# Average time for Tripple?



## pdh (Feb 19, 2006)

Just wondering what riders times were? West bound? East bound?


----------



## kevzl (Apr 13, 2006)

A friend and I did the West bound in a ride time of 7:27 with an additional hour for stops at the aid stations.


----------



## Bulldozer (Jul 31, 2003)

I've done west bound in 7:15 plus time for food stops. I don't think that's very average though. My guess is somewhere between 8-9hrs of ride time.


----------



## FR hokeypokey (Apr 12, 2010)

Completed my first Bypass Sat.(ride - 8:25 with additional 1:15 rest stops)
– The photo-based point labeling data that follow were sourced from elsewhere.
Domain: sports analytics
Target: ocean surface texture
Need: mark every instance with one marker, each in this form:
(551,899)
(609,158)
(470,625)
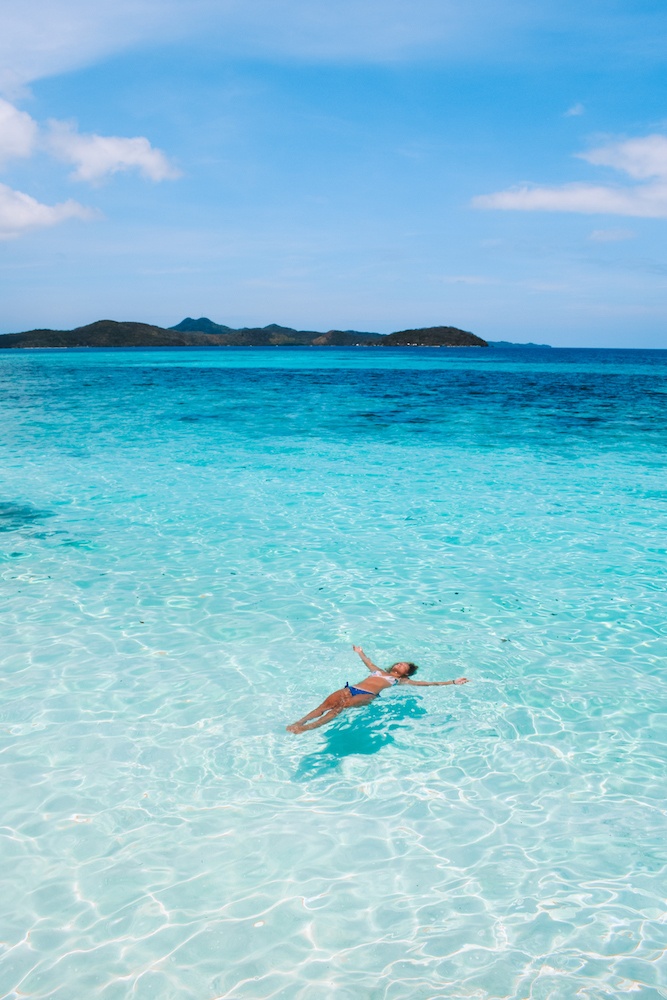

Great course, loved the views!


----------



## Colorado Yooper (Nov 28, 2009)

8.15 ride time west and 8:45 east. Total time for West was 10.5 and East was 12. West bound I took more time at the rest stops and had the girlfriend meet me at Georgetown and the Springs. So much better sitting in a comfy front seat with heat than standing around getting chilled in the rain.


----------



## Colorado Yooper (Nov 28, 2009)

I mean I took more time East bound. opps


----------



## pdh (Feb 19, 2006)

No doubt! A heated car is nice. Thanks for all the replies. Just courious to what the average times were. On a side note I was amazed at the speed these two riders were reaching going down Loveland Pass east bound. Crazy Fast!


----------